We will change their owner to the zeppelin user and group. We could not perform this step as part of the bootstrap script since the the zeppelin user and group did not exist at the time the script was executed.

cd /tmp/zeppelin-emr-demo/
sudo chown -R zeppelin:zeppelin .

The results should look similar to the following output.

screen_shot_2019-11-17_at_8_02_16_pm

Pre-Install Visualization Packages

Next, we will pre-install several Apache Zeppelin Visualization packages. According to the Zeppelin website, an Apache Zeppelin Visualization is a pluggable package that can be loaded/unloaded on runtime through the Helium framework in Zeppelin. We can use them just like any other built-in visualization in the notebook. A Visualization is a javascript npm package. For example, here is a link to the ultimate-pie-chart on the public npm registry.
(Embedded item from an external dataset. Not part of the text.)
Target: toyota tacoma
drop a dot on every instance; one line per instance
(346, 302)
We can pre-load plugins by replacing the /usr/lib/zeppelin/conf/helium.json file with the version of helium.json we copied to S3, earlier, and restarting Zeppelin. If you have a lot of Visualizations or package types or use any DataOps automation to create EMR clusters, this approach is much more efficient and repeatable than manually loading plugins using the Zeppelin UI, each time you create a new EMR cluster. Below, the helium.json file, which pre-loads (8) Visualization packages.

{
    "enabled": {
        "ultimate-pie-chart": "ultimate-pie-chart@0.0.2",
        "ultimate-column-chart": "ultimate-column-chart@0.0.2",
        "ultimate-scatter-chart": "ultimate-scatter-chart@0.0.2",
        "ultimate-range-chart": "ultimate-range-chart@0.0.2",
        "ultimate-area-chart": "ultimate-area-chart@0.0.1",
        "ultimate-line-chart": "ultimate-line-chart@0.0.1",
        "zeppelin-bubblechart": "zeppelin-bubblechart@0.0.4",
        "zeppelin-highcharts-scatterplot": "zeppelin-highcharts-scatterplot@0.0.2"
    },
    "packageConfig": {},
    "bundleDisplayOrder": [
        "ultimate-pie-chart",
        "ultimate-column-chart",
        "ultimate-scatter-chart",
        "ultimate-range-chart",
        "ultimate-area-chart",
        "ultimate-line-chart",
        "zeppelin-bubblechart",
        "zeppelin-highcharts-scatterplot"
    ]
}

Run the following commands to load the plugins and adjust the permissions on the file.

# change me
ZEPPELIN_DEMO_BUCKET="your-bucket-name"
 
sudo aws s3 cp s3://${ZEPPELIN_DEMO_BUCKET}/bootstrap/helium.json \
    /usr/lib/zeppelin/conf/helium.json
sudo chown zeppelin:zeppelin /usr/lib/zeppelin/conf/helium.json

Create New JDBC Interpreter

Lastly, we need to create a new Zeppelin JDBC Interpreter to connect to our RDS database. By default, Zeppelin has several interpreters installed. You can review a list of available interpreters using the following command.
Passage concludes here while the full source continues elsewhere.